Evolution of tsetse flies apparent density per km2 (D) from T0 (before control campaign) in Bonon and Sinfra to T4 in Bonon. In Bonon, the difference between densities at T0 and TX (X = 1–4) was significant (p-value = .0269) (Wilcoxon rank sum test with continuity correction).
Local population genetics with autosomal loci only in the Marahoue region
There was only one pair of loci in significant LD (p-value = .0406) that did not stay significant with Benjamini and Yekutieli correction (p-value = 1). We thus safely concluded that all markers are statistically independent.There was an important heterozygote deficit that varied considerably from one locus to the other (Fig. 3). Null alleles only explained partly these results with a StdrdErrFIS more than four times StdrdErrFST, a positive though not significant correlation between the number of observed missing genotypes and FIS (ρ = 0.1429, p-value = .4014); and a positive though not significant correlation between FIS and FST (ρ = 0.4058, p-value = .2123). No stuttering could be evidenced and a significant short allele dominance was detected for locus pGp27 (Fig. 3). This locus thus seems problematic.
Fig. 3
FIS observed in subsamples of Glossina palpalis palpalis from Ivory Coast for autosomal loci only with jackknife's over subsamples 95% confidence intervals for each locus and 95% Bootstrap over loci confidence interval for the average. Results of panmictic tests, short allele dominance tests, stuttering detection and possible null allele frequencies are also given.
FIS observed in subsamples of Glossina palpalis palpalis from Ivory Coast for autosomal loci only with jackknife's over subsamples 95% confidence intervals for each locus and 95% Bootstrap over loci confidence interval for the average. Results of panmictic tests, short allele dominance tests, stuttering detection and possible null allele frequencies are also given.

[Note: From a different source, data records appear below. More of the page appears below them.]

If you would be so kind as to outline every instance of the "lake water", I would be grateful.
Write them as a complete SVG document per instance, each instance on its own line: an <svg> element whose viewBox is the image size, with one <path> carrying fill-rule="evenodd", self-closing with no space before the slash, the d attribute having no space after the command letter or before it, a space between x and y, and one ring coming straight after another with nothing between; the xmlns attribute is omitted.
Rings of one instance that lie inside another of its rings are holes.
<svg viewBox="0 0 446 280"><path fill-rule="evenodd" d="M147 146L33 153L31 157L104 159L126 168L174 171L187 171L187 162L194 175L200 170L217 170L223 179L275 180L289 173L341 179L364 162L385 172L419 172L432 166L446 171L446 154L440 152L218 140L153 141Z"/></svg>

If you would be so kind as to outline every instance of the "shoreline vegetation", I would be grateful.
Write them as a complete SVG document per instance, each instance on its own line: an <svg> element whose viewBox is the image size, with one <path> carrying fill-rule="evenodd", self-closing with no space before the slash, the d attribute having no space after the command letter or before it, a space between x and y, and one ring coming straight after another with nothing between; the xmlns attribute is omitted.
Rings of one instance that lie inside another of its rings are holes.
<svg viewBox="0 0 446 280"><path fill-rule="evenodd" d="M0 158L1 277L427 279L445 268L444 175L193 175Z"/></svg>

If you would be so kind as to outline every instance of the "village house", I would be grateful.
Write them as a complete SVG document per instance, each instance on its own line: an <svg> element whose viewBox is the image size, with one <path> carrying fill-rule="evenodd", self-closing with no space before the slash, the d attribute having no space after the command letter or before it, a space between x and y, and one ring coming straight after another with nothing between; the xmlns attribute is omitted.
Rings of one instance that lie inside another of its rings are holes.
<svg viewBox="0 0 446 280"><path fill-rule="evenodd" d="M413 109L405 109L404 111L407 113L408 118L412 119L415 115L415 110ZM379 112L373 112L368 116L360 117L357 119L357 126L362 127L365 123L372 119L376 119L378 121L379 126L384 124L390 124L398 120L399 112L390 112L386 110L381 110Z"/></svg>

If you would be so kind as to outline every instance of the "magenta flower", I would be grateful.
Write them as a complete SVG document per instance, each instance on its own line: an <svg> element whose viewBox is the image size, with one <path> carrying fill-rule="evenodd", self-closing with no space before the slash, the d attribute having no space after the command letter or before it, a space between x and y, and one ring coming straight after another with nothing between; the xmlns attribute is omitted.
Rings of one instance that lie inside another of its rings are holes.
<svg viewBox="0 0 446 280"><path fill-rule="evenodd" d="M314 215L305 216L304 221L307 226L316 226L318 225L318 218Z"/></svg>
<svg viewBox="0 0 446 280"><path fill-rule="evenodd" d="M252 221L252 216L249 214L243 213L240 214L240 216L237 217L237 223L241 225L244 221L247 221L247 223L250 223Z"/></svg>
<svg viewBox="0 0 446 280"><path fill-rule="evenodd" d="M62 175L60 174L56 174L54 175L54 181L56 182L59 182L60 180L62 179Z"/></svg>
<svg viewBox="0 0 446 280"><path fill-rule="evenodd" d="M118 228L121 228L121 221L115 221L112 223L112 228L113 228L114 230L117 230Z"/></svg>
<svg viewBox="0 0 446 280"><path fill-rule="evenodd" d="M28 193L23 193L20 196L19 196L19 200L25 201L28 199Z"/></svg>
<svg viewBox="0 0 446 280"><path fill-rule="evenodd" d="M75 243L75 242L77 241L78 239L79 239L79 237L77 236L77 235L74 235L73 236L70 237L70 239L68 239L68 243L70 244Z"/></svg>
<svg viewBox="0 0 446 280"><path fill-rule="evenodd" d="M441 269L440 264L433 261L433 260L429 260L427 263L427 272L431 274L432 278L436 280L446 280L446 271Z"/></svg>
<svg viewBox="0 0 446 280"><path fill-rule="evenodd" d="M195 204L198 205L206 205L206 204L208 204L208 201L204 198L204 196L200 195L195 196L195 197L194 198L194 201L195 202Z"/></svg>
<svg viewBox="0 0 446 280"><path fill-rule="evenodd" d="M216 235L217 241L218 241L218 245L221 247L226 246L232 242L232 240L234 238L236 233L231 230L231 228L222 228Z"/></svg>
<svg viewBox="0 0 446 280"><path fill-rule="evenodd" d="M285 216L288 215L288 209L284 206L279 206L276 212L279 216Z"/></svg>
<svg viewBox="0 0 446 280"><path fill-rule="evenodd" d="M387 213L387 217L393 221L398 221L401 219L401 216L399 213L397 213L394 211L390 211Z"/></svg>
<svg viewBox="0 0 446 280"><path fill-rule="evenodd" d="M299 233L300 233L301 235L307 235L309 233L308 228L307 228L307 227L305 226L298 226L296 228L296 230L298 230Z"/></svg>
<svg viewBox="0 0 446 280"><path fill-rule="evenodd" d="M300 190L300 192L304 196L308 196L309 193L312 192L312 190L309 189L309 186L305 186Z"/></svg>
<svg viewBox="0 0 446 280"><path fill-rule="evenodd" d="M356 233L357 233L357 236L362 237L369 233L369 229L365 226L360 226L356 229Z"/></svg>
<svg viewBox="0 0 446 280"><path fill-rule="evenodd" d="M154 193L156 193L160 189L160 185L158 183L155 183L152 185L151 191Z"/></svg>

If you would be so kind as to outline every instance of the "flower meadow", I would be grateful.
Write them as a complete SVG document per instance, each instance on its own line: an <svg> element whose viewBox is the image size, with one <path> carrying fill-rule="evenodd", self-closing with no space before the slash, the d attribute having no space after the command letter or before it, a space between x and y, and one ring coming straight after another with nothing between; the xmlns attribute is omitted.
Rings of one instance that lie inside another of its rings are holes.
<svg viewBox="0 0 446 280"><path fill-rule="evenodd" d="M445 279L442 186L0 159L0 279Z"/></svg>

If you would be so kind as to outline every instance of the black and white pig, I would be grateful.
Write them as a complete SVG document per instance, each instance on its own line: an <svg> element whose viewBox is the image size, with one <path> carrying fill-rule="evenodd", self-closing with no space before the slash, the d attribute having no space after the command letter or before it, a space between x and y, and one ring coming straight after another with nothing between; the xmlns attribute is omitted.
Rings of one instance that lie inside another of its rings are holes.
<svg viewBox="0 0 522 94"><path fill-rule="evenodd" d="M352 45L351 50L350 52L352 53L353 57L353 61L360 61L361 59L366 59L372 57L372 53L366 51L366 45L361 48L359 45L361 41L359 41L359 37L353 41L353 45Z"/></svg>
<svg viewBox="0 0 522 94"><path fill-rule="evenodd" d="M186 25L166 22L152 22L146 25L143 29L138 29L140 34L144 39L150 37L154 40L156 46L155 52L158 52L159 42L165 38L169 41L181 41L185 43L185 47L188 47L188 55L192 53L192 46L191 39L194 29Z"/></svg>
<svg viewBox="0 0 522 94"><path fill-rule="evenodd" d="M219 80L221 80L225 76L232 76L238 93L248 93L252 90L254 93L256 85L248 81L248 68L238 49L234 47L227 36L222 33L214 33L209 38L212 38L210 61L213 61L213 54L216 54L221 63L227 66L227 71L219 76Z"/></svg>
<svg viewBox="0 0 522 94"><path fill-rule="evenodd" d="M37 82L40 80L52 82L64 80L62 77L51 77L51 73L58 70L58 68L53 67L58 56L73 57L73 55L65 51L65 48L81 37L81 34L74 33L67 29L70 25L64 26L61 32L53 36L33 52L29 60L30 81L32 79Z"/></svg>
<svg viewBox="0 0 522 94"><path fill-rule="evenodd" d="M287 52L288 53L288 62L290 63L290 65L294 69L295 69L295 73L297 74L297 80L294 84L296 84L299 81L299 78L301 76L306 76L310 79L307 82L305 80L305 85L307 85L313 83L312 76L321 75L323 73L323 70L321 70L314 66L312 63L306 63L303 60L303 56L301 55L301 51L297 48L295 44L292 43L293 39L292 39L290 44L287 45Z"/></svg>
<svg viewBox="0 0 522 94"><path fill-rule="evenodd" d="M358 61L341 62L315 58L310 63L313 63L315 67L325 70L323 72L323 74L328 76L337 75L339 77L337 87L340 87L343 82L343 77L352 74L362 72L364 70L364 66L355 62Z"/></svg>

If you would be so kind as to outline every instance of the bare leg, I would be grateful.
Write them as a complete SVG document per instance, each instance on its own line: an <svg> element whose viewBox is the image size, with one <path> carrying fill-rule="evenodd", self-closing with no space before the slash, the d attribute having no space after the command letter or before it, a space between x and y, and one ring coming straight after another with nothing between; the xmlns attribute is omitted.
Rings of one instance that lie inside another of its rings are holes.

Local population genetics with females only in the Marahoue region
There were four pairs of loci in significant LD (p-values <.05) that did not stay significant after Benjamini and Yekutieli correction (p-values >.9).The variation of FIS was very important across the 10 loci with a global highly significant heterozygote deficit (Fig. 4). There was some evidence of the presence of null alleles with a StdrdErrFIS eight times StrdErrFST, positive correlations between the number of missing data and FIS (ρ = 0.4681) and between FIS and FST (ρ = 0.4667) though marginally not significant (p-value = .0862 and p-value = .0891 respectively). Three loci displayed short allele dominance: Loci X55–3, pGp27 and XB110 (Fig. 4). This could be expected for the first two, which displayed the highest FIS but with too few missing genotypes. Nevertheless, for XB110, the important number of missing genotypes (the highest observed) was in agreement with null alleles as the explanation for the important FIS observed at this locus (FIS = 0.201 with 26 missing genotypes and null allele frequency estimated as pn = 0.2). Furthermore, it is worth noting that the SAD signature was mainly du to the fact that all longest alleles were rare (average frequency < 0.006) and displayed a very small FIT (average < 0.042). Considering that with a frequency of pn = 0.2, the probability for heterozygous individuals between such alleles and a null allele is 2 × 0.2 × 0.006 = 0.0024 and the average of homozygote frequencies for these rare alleles is ~0.00005, with a total sample size of 296, this means a total expected number of falsely interpreted or true homozygous individuals for these long and rare alleles is 0.725. Thus, because null alleles affect preferentially the FIS of the most frequent alleles, and because here these are also the shortest ones, this observation invalidates the SAD test for XB110. This locus can simply be considered as only affected by null alleles. Heterozygote deficits observed at other loci can be explained by null alleles. Subsequent subdivision measures and testing were thus done with corrections implemented by FreeNA.
Fig. 4
FIS observed in subsamples of females only of Glossina palpalis palpalis from Ivory Coast with jackknife's over subsamples 95% confidence intervals for each locus and 95% Bootstrap over loci confidence interval for the average. Results of panmictic tests, short allele dominance tests, stuttering detection and possible null allele frequencies are also given.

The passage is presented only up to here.